Both the Sorento Plug-In Hybrid and Atlas have child safety locks to prevent children from opening the rear doors. The Sorento Plug-In Hybrid has power child safety locks, allowing the driver to activate and deactivate them from the driver's seat and to know when they're engaged. The Atlas’ child locks have to be individually engaged at each rear door with a manual switch. The driver can’t know the status of the locks without opening the doors and checking them.
The Kia Sorento Plug-In Hybrid has a standard driver’s side knee airbag mounted low on the dashboard. The knee airbag helps prevent the driver from sliding under the seatbelts or the main frontal airbag; this keeps the driver better positioned during a collision for maximum protection. A knee airbag also helps keep the legs from striking the dashboard, preventing knee and leg injuries in the case of a serious frontal collision. The Atlas doesn’t offer knee airbags.
To provide maximum traction and stability on all roads, All-Wheel Drive is standard on the Sorento Plug-In Hybrid. But it costs extra on the Atlas.
The Sorento Plug-In Hybrid’s driver alert monitor detects an inattentive driver then sounds a warning and suggests a break. According to the NHTSA, drivers who fall asleep cause about 100,000 crashes and 1500 deaths a year.
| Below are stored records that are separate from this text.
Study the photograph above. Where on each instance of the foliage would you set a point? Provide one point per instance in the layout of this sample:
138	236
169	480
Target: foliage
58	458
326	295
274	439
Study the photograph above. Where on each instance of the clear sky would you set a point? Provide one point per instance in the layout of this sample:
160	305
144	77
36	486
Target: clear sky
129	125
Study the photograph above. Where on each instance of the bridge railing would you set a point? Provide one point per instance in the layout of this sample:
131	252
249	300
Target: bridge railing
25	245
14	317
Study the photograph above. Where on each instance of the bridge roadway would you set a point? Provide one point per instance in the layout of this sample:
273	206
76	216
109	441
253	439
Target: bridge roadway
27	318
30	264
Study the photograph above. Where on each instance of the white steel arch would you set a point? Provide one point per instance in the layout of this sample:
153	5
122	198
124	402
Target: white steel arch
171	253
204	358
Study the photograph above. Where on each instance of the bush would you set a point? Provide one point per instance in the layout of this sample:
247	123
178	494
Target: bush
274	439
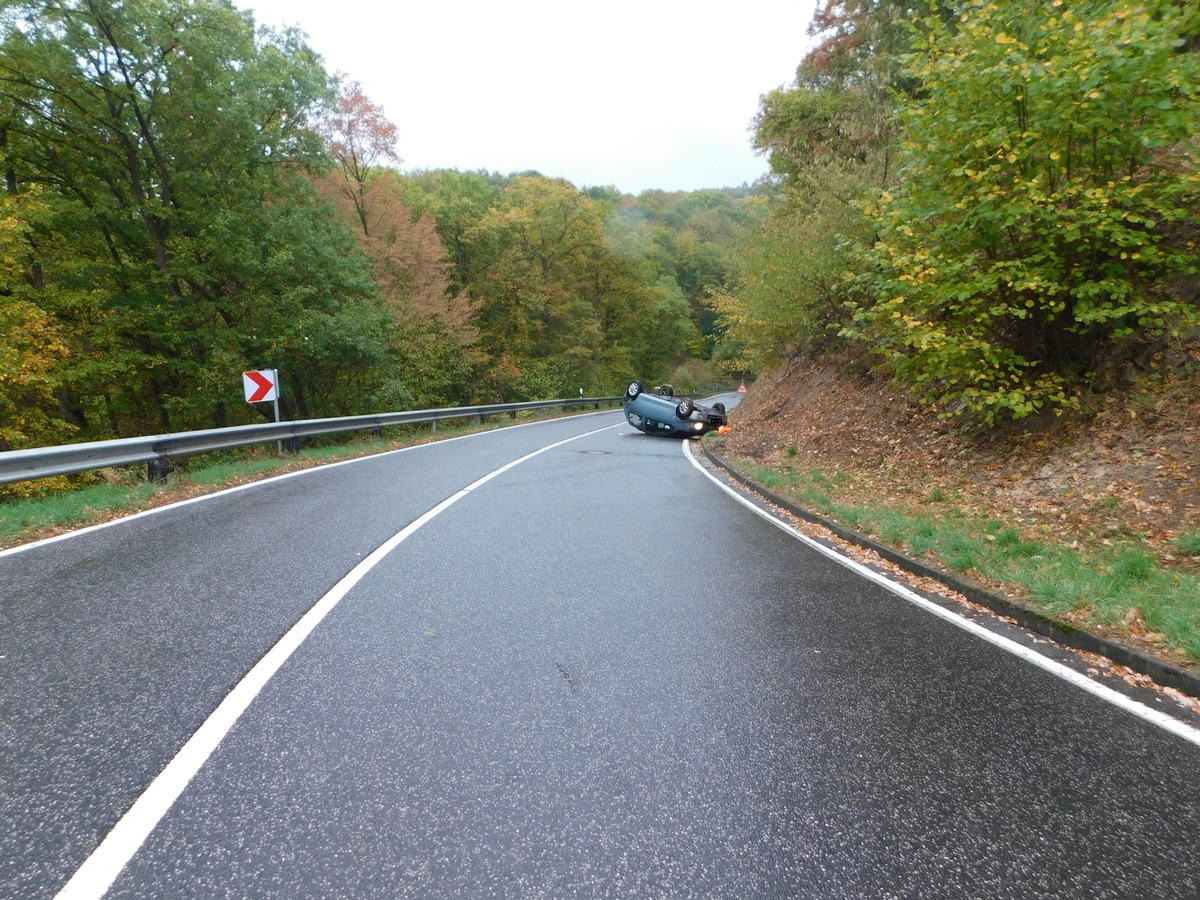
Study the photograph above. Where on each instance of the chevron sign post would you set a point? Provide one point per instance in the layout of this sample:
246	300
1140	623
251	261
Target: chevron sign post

The Atlas doesn’t offer a driver alert monitor.
Both the Sorento Plug-In Hybrid and the Atlas have standard driver and passenger frontal airbags, front side-impact airbags, side-impact head airbags, front seatbelt pretensioners, height adjustable front shoulder belts, plastic fuel tanks, four-wheel antilock brakes, traction control, electronic stability systems to prevent skidding, crash mitigating brakes, daytime running lights, lane departure warning systems, blind spot warning systems, rearview cameras, rear cross-path warning and available around view monitors.